Se não sediamos mobilizações do tamanho daquela ocorrida em 7 de setembro pró-Bolsonaro, às custas de milhões do agronegócio para arregimentar transporte e alimentação às caravanas vindas de regiões distantes; há de registrar que por onde Lula se desloca em campanha eleitoral arrasta enormes multidões, de maneira espontânea. A boa semente plantada por férteis políticas públicas nos governos populares segue rendendo frutos. Anos de calúnias, da injusta prisão do líder, da destituição de uma presidenta honesta e da criminalização diuturna da esquerda em geral não derrotou o povo trabalhador. O balanço que importa agora acena possibilidades no horizonte.
Rejeitado pela pororoca provocada no encontro do neoliberalismo com o tradicionalismo e o neofascismo, o programa que investe na construção de macroestruturas de proteção carrega a energia proveniente do sentimento das ruas. A observação sobre o número de casos de transtornos de ansiedade, num país que possui um dos maiores índices de diagnósticos de depressão (13,5% da população), coloca a nação no pódio do sofrimento psíquico. Não obstante, a emoção, a rebeldia, a resiliência e a vontade de mudar o status quo é patente nos percentuais crescentes de preferência partidária pelo PT, no aumento da bancada parlamentar e nos movimentos sociais. O pensamento criativo, a consciência crítica e o espírito associativo se mantêm em articulações a partir de “ruínas” vivas no chão da dominação. Como peças no mosaico de uma utopia, reconhece também Vladimir Safatle.
A propósito, a revista Cult (set/2022) traz uma reportagem especial sobre a inusitada experiência da psicanálise nas periferias urbanas, com uma proposta de acolhimento para além do consultório. Nas palavras de Tales Ab’Sáber, “o primeiro fato teórico dessa clínica historicamente situada é que por ela não circula dinheiro, o marcador de valor da forma mercadoria circundante, organizador visível da diferenciação social e da lógica da exclusão e regulação do acesso aos bens e aos direitos, em sociedade capitalista plenamente desenvolvida, que funciona assim”. Por sua vez, Boaventura de Sousa Santos, em O futuro começa agora: da pandemia à utopia, dedica o capítulo 7 (p. 203-227) para elencar iniciativas comunitárias, indígenas e administrativas perante o abandono do Estado em diversas geografias, da América Latina e da África. O esforço está na síntese superior, nacional e internacional, das lutas locais. Para repetir Gilberto Maringoni, “desculpe, mas dá para vencer”.

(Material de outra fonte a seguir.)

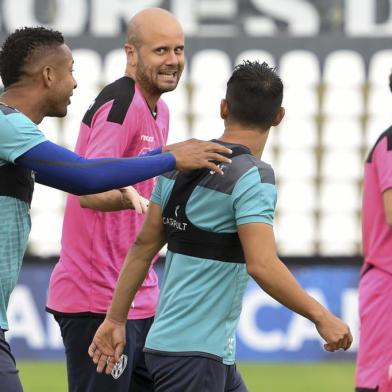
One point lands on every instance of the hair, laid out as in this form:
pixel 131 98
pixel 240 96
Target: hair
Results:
pixel 254 94
pixel 20 46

A vitória de Lula em 30 de outubro impulsionará a radicalização da democracia, com a abertura de canais de participação cidadã para a elaboração de novas políticas públicas de afirmação de direitos coletivos. De imediato, aprofunda a unificação dos progressistas em termos organizacionais e políticos, afora retomar a integração do continente latino-americano e alavancar o BRICS rumo a uma multipolaridade mundial. Não é exagero afirmar que, aqui, se decide o destino do planeta ao sustar a tremenda loucura que é o irreversível desmatamento da Amazônia. Para evocar o verso do poeta Thiago de Mello: “Faz escuro / mas eu canto / porque a manhã vai chegar”. Sim, com Lula-lá.
*Luiz Marques é professor de ciência política na UFRGS. Foi secretário estadual de cultura do Rio Grande do Sul no governo Olívio Dutra.